Today we sure laughed a bunch
Over sushi and grilled rib eye lunch
A chain saw? No fear.
And a sip of a beer
And lemonade served as the punch
A very tough man, brought up in the era when men didn’t cry, broke into tears today when I discussed my plans.
Another family came in. I’ve been their doc for 22 years, delivered two of their three children, and helped them through several crises. I gave hugs all round.
A patient with a rash, no better with antibiotics prescribed elsewhere, had shingles. I asked my partner and his medical student to come in and look. We all agreed.
A baby with cough and ear infection got amoxicillin and albuterol and a note on a prescription pad saying All Smoke Outside. The mother doesn’t smoke but the housemates do. I’ve given out hundreds of those prescriptions, 85% of them ignored.
And diabetes, hypertension, abnormal liver functions, a cut hand, a sprained ankle, a skin lesion that didn’t need biopsy, a DOT physical, follow-up on anemia, diabetes, high blood pressure getting better, high blood pressure getting worse, adverse drug reaction, well woman exam.
Age range from under a year to well over ninety. Two thirds of the patients spoke English, one-third spoke Spanish. White-collar, blue-collar, unemployed, farmers, office workers, retirees still working and retirees not working.
Lunch was pretty special.
My idea for my birthday party was a rib eye steak lunch with a couple of sushi platters, as Sioux City has a first-class Japanese restaurant and outstanding beef. I had planned on footing the bill.
It was also my going away party.
The caterer grilled rib eye steaks in the staff parking lot while the wind whipped the sunshine.
One of my partners, knowing my hatred of tobacco and my low tolerance for alcohol brought a six-pack of Keystone Light and a pack of Mavericks. To everyone’s amazement I popped the top on the beer and took a sip. Though thirsty, I stopped a quarter way through. It went well with the beef and the sushi.

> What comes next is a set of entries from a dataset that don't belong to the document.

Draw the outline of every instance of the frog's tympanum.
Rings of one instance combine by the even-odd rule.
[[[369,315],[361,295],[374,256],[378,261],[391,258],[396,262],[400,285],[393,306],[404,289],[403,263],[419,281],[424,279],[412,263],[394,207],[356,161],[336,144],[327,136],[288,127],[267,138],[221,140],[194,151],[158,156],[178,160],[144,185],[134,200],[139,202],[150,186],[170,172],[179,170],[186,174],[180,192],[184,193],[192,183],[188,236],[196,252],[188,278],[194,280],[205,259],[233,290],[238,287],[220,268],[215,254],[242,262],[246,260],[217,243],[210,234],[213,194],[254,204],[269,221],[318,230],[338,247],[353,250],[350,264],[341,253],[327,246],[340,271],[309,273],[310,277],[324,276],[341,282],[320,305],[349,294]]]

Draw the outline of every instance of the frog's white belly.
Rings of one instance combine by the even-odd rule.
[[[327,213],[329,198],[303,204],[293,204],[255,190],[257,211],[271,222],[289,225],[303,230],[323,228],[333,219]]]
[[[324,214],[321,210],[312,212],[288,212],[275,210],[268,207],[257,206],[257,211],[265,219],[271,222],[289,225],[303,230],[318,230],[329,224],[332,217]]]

The staff gave me very generous gift certificates to a local sporting goods store and to Barnes and Noble. Cheryl, my nurse for 19 years, gave me a T-shirt declaring WALKABOUTDOC. Joyce, another nurse, gave me a shoulder and neck massage. Kristi gave me a toy chain saw.
I started making chain saw jokes in 1988. Enough patients said, “Just cut it off, Doc,” that I started sticking my head out the door and say, “Cheryl, could I have the chainsaw, please.” Then we would all laugh.
Once, when I played that scene out sixteen years ago Cheryl said, “Yes, doctor,” and we laughed. Then she brought in an electric toy chainsaw and the laughter was uncontrollable for about five minutes. Since then, every week or two, when I find the right timing, we pull the chainsaw joke.
Kristi bought me a pretty spiffy toy chainsaw, it has two speeds and a throaty idle.
Dee, who used to be our Director of Nurses, prepaid my entrance fee at an archery tournament this summer.
Our lunch room only seats 28 but we had about 40 in the room at once.
Those of us who are accustomed to eating sushi enjoyed the salmon and mackerel sashimi, but there are those who have an aversion to eating raw fish. I watched faces watching me consume uncooked salmon, and I watched the faces trying seaweed salad, California rolls and cucumber rolls for the first time.
I ate slowly, with great relish, enjoying each bite, not bolting my food.
We all had the luxury of the clinic closing early.
The cigarettes went into the biotrash when no-one was looking.